12:05 <seancribbs> hoodoos: did you wait for the node to exit?
12:05 <hoodoos> yep
12:05 <seancribbs> ok
12:05 <hoodoos> waited till handoffs are done on 2 remaining nodes after leave
12:06 <seancribbs> are they handing off data to the node that came back?
12:06 <hoodoos> yep
12:06 <hoodoos> with strange partitions numbers :)
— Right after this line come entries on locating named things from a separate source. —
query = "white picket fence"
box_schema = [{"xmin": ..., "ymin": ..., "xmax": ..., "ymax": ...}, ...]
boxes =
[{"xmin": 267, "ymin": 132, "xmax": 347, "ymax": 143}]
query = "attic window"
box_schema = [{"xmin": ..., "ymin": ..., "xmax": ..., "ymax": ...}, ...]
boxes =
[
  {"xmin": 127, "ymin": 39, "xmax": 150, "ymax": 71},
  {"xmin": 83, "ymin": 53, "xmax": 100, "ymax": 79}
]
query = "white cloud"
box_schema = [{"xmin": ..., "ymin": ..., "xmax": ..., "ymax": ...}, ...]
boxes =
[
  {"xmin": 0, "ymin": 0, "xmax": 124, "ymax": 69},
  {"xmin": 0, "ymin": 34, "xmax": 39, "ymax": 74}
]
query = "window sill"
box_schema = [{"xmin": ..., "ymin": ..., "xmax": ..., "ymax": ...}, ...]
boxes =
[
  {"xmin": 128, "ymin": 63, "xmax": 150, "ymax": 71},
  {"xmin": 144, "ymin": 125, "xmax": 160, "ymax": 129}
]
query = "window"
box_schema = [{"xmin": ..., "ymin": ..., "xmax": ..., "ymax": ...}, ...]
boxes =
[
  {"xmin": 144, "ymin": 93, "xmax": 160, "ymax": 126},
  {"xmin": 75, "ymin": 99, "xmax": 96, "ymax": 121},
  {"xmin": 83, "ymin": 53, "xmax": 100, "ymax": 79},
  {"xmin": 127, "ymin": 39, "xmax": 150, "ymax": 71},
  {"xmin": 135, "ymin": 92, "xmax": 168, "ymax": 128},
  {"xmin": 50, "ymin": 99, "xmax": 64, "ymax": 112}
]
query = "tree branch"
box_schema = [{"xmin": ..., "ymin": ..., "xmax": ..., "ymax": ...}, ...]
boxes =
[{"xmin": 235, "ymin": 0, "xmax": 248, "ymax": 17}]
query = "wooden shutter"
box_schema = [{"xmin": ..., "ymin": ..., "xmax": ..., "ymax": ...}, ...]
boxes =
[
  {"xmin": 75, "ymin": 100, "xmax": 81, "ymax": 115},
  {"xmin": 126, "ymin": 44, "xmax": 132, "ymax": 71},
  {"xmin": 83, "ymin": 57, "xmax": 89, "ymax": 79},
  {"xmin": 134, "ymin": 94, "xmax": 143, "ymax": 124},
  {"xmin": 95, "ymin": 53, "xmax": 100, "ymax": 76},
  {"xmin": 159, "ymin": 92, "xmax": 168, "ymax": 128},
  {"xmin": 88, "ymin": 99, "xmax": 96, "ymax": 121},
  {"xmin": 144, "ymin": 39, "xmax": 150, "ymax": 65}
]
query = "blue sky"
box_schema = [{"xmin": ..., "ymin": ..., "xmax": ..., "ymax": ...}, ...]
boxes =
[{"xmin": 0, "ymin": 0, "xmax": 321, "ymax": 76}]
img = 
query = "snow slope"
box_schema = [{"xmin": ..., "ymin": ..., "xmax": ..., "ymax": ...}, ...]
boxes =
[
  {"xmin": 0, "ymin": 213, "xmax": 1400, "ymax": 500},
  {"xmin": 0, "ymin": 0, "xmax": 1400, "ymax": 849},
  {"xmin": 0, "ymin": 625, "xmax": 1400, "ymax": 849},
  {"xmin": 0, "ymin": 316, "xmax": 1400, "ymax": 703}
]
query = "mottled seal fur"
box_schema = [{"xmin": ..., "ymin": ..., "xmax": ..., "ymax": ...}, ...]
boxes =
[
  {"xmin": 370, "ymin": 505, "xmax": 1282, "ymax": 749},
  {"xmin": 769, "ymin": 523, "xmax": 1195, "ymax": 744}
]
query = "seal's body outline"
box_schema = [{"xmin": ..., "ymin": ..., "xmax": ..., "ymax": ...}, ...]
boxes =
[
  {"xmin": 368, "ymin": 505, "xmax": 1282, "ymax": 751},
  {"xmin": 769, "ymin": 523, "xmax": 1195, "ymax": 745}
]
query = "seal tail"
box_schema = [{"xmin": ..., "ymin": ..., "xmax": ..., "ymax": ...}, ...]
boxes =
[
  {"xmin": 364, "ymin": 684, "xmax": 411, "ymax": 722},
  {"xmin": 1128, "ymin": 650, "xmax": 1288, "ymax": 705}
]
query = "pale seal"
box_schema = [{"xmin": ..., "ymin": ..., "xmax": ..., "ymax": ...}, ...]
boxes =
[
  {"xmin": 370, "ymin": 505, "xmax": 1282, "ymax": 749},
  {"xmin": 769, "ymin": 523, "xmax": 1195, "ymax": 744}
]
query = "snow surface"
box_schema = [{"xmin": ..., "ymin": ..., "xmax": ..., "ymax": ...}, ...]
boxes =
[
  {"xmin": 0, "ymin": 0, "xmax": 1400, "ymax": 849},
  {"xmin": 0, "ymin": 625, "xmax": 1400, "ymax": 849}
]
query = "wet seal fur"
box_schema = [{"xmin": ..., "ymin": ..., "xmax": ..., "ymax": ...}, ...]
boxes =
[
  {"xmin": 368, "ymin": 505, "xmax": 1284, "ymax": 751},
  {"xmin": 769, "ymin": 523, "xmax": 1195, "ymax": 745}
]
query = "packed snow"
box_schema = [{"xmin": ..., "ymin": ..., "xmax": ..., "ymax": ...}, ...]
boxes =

12:07 <seancribbs> well, they are always strange
12:07 <seancribbs> or rather… large
12:07 cyberdelia joined
12:07 <hoodoos> yep
12:07 <hoodoos> well, I leave I can understand numbers, they're reasonable, but when
I join they're strange
12:08 <hoodoos> let me tell you exact numbers, I have a 512 partions cluster
12:08 <seancribbs> for 3 nodes?
12:09 <hoodoos> well, it will eventually grow bigger I hope :)
12:09 <seancribbs> ok
12:09 <seancribbs> how big
12:09 <hoodoos> is it big overhead?
12:09 <hoodoos> well, to 20-30 nodes in a year
12:09 <seancribbs> you should aim for between 10 and 50 parititions per node
12:09 <seancribbs> 256 will nicely support up to 30
12:10 <seancribbs> let me guess, AWS?
12:10 <seancribbs> i.e. EC2?
12:10 <hoodoos> no
12:10 <hoodoos> physical machines
12:10 <hoodoos> just a dedicated hosting
12:10 <seancribbs> yay :D
12:10 <hoodoos> ehm? why yay? :)
12:11 <seancribbs> you'll get more bang-for-buck from physical machines
12:11 <hoodoos> we tried linode for riak
12:11 <hoodoos> but it can't garantue disk IO performance
12:11 <hoodoos> so some nodes was doing really bad
12:12 <seancribbs> right, most virtualized platforms will have that problem
12:12 <hoodoos> so we decided to get physical servers with single SSD drives
12:12 <hoodoos> in case of riak it's reasonable i guess, no need in raids unless
you want to make it even more faster :)
12:13 <seancribbs> sounds like a good plan
12:13 <hoodoos> so, admin is missing, I have numbers for joining only:
12:13 <hoodoos> the node i join doing: 170 handoffs to one the other nodes and
waiting for 342 partitions
12:14 <hoodoos> two other exchange 170 partitions and sending 342 partions to newly join
12:14 <hoodoos> very strange :)
12:14 <seancribbs> those two add up to 512
12:15 <hoodoos> hmm
12:15 <seancribbs> and 2x170 == 340
12:15 <hoodoos> how much partions each node should have?
12:15 <hoodoos> 170?
12:16 <hoodoos> ~170
12:16 <seancribbs> about 170, yes
12:16 <seancribbs> 170 or 171
12:16 <hoodoos> and what newly created node trying to give away? and why to the only one node :/
12:17 banjiewen joined
12:17 <seancribbs> not sure
12:17 <seancribbs> sounds like you got your cluster in an odd state
12:17 <hoodoos> hm, any way to examine it more closely?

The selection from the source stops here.